Wir haben einen Wahlkampf geführt, um in diesen Sicherheitsrat gewählt zu werden als nichtständiges Mitglied, das war eine große Herausforderung, ist kein Selbstläufer. Wir haben großen Erfolg gehabt, wir sind gleich im ersten Wahlgang mit über zwei Drittel Mehrheit gewählt worden. Das war ein großer Vertrauensbeweis, und den haben wir uns verdient durch einen sehr thematischen Wahlkampf, den wir hier geführt haben. Die Mitgliedsstaaten wollten uns im Sicherheitsrat sehen als starkem Land Europas, als großen Beitragszahler, als Meinungsführer in der Klima- und Entwicklungspolitik, und das hat den Ausschlag gegeben. Wir gelten in den Vereinten Nationen als ausgleichende Mittelmacht, und deshalb wollte man uns im Sicherheitsrat sehen.
Entwicklungspolitik ist ein wichtiges Stichwort - wäre es für Sie nicht noch einfacher gewesen, ihr Ziel zu erreichen, wenn die Bundesregierung den Etat für Entwicklungszusammenarbeit aufgestockt hätte und nicht gekürzt hätte?
Deutschland ist in absoluten Zahlen drittgrößter Beiträger der internationalen Entwicklungspolitik. Das ist wirklich ein Beitrag, der sich sehen lassen kann, und das wird auch hier gewürdigt. Wir werden hier als großer Beiträger gesehen, und deshalb haben wir uns auch diesen Platz im Sicherheitsrat unter anderem verdient.
Der Bundesregierung wäre es ja viel lieber, wenn die Europäische Union im Sicherheitsrat vertreten wäre, können Sie diese Doppelstrategie - man will einen Sitz für Deutschland, aber auch einen für die Europäische Union - in New York deutlich machen?
Wir sind interessiert an einer europäischen Perspektive in den Vereinten Nationen, und daran arbeiten wir auch, aber der Sitz der Europäischen Union im Sicherheitsrat ist eher eine langfristige Perspektive. Das ist keine konkrete Option, die jetzt vor der Tür steht, dazu bedarf es einer absolut harmonischen und harmonisierten gemeinsamen Außen- und Sicherheitspolitik Europas und dazu bedarf es auch des gemeinsamen Bestrebens aller 27 Mitgliedsstaaten, einen solchen EU-Sitz anzustreben, und das steht derzeit nicht auf der Tagesordnung. Das ist eine langfristige Perspektive, aber keine konkrete Tagespolitik.

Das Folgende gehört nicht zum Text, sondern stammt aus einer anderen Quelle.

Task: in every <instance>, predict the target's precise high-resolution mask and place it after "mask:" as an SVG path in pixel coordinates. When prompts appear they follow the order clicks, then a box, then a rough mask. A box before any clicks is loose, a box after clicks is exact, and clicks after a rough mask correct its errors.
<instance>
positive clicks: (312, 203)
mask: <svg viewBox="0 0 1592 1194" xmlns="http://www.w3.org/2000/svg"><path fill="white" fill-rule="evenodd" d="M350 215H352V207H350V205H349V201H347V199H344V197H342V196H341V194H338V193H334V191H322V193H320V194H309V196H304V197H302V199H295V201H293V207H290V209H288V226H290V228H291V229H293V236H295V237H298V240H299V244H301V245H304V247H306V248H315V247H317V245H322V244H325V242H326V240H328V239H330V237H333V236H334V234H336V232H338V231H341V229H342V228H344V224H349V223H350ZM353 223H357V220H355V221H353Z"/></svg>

Großbritannien und Frankreich hätten da sicher was dagegen, denn die sind schon ständige Mitglieder im Sicherheitsrat. Spielen Sie darauf an?
Großbritannien und Frankreich sind ständige Mitglieder im Sicherheitsrat, mit denen haben wir enge Beziehungen, koordinieren uns täglich, und in der Tat haben sie besondere Privilegien, aber auch besondere Pflichten als ständige Mitglieder.

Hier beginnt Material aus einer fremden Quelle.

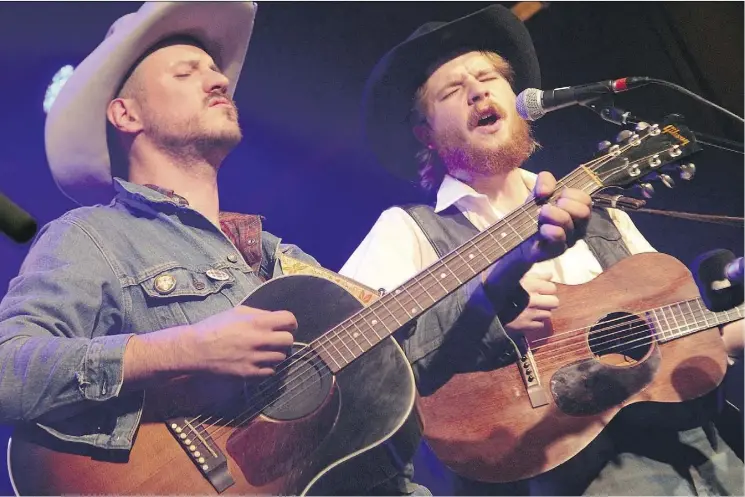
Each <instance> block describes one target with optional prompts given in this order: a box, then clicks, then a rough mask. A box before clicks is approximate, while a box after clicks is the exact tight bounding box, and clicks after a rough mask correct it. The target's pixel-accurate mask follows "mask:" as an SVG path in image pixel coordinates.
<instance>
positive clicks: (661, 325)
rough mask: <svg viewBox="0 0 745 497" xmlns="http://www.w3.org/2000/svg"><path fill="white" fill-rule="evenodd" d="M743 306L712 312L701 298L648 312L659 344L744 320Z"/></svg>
mask: <svg viewBox="0 0 745 497" xmlns="http://www.w3.org/2000/svg"><path fill="white" fill-rule="evenodd" d="M744 314H745V309H744V308H743V305H742V304H741V305H739V306H737V307H735V308H733V309H730V310H728V311H721V312H712V311H710V310H709V309H707V308H706V307H705V306H704V305H702V301H701V299H700V298H696V299H691V300H686V301H683V302H678V303H675V304H671V305H667V306H664V307H658V308H657V309H652V310H651V311H648V312H647V319H649V320H650V321H651V322H652V324H653V326H654V331H655V333H656V336H657V340H658V341H659V342H663V343H664V342H669V341H670V340H675V339H676V338H680V337H684V336H686V335H690V334H692V333H696V332H698V331H701V330H705V329H708V328H714V327H715V326H719V325H721V324H727V323H729V322H732V321H736V320H737V319H742V317H743V315H744Z"/></svg>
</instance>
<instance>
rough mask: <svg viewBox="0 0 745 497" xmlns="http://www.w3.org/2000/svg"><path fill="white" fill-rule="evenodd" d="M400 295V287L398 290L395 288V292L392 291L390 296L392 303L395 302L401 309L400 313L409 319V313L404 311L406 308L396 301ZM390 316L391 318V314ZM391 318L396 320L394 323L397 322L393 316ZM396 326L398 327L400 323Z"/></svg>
mask: <svg viewBox="0 0 745 497" xmlns="http://www.w3.org/2000/svg"><path fill="white" fill-rule="evenodd" d="M400 294H401V288H400V287H399V288H396V289H395V290H393V293H391V294H390V295H391V299H393V301H394V302H396V304H398V306H399V307H400V308H401V310H402V311H404V314H405V315H406V317H407V318H408V317H410V316H409V311H407V310H406V307H404V306H403V304H401V302H400V301H399V300H398V296H399V295H400ZM389 312H390V311H389ZM391 315H392V316H393V313H391ZM393 318H394V319H396V321H398V319H397V318H396V317H395V316H393ZM398 324H399V326H400V325H401V324H402V323H401V322H399V323H398Z"/></svg>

Sie hören den Deutschlandfunk, Botschafter Peter Wittig, der Deutschland ab dem nächsten Jahr im Sicherheitsrat der Vereinten Nationen vertreten wird. Das ist befristet auf zwei Jahre. Herr Wittig, wie wichtig sind Einsätze von Bundeswehrtruppen im Rahmen von Friedenseinsätzen, wenn Deutschland Gewicht haben soll in der Welt?

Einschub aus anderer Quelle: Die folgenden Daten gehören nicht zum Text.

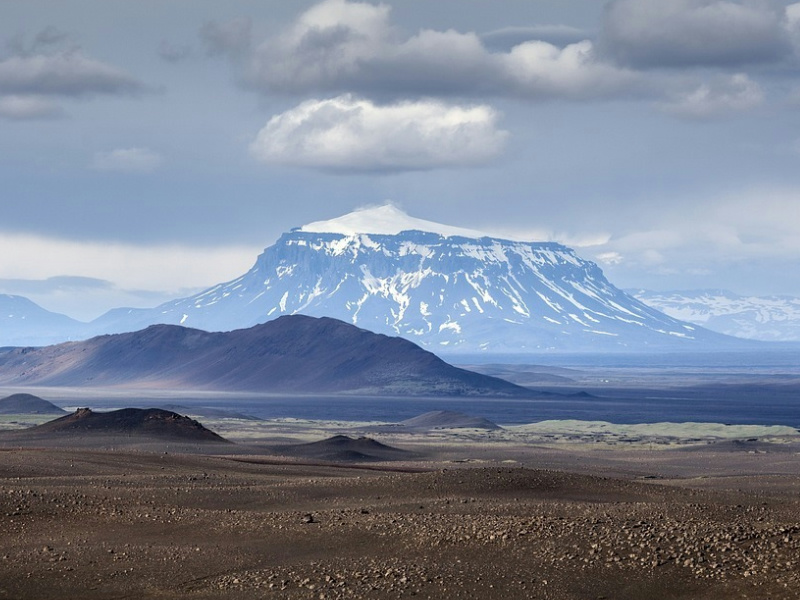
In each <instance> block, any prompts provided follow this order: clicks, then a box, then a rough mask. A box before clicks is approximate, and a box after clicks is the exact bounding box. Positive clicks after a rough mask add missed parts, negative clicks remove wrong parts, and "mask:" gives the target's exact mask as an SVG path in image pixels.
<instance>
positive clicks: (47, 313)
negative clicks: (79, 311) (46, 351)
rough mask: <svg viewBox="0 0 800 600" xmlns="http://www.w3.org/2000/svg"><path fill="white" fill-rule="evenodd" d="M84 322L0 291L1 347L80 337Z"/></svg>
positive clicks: (83, 326)
mask: <svg viewBox="0 0 800 600" xmlns="http://www.w3.org/2000/svg"><path fill="white" fill-rule="evenodd" d="M85 332H86V324H85V323H81V322H80V321H76V320H75V319H71V318H69V317H67V316H66V315H61V314H58V313H54V312H50V311H49V310H45V309H44V308H42V307H41V306H39V305H38V304H36V303H34V302H32V301H31V300H28V299H27V298H24V297H22V296H10V295H8V294H0V347H2V346H42V345H46V344H54V343H57V342H63V341H64V340H68V339H74V338H77V339H80V338H81V337H82V336H83V335H85Z"/></svg>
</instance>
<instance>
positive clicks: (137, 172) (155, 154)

Es ist Teil unserer Aufgabe auch jetzt, einen Beitrag zur aktuellen Krisenbewältigung zu leisten, vor allen Dingen hier in New York. Und lassen Sie mich da durchaus auch auf die vor uns liegenden Aufgaben zu sprechen kommen. Hier geht es im Sicherheitsrat darum, die Krisen, die auf der Tagesordnung sind - und das sind fast alle der Welt, von A wie Afghanistan bis Z wie Zypern -, mit zu bewältigen und einen deutschen Beitrag dazu zu leisten. Und da geht es vor allen Dingen um unsere diplomatischen und politischen Einflussmöglichkeiten, und die wollen wir nützen. Wir haben als Auswärtiges Amt ein hervorragendes weltweites Netz von Auslandsvertretungen, sodass wir hier unsere politische, diplomatische Stimme vor Ort wirkungsvoll zur Geltung bringen können.
Wird der UN-Sicherheitsrat aber nicht überschätzt? Viele Krisen der internationalen Politik werden in Ad-hoc-Arbeitsgruppen oder solchen, die sich schon bewährt haben, geregelt, man muss nur an den Iran und Nordkorea denken. Das sind die Foren, wo tatsächlich Verhandlungen geführt werden, weniger im UN-Sicherheitsrat.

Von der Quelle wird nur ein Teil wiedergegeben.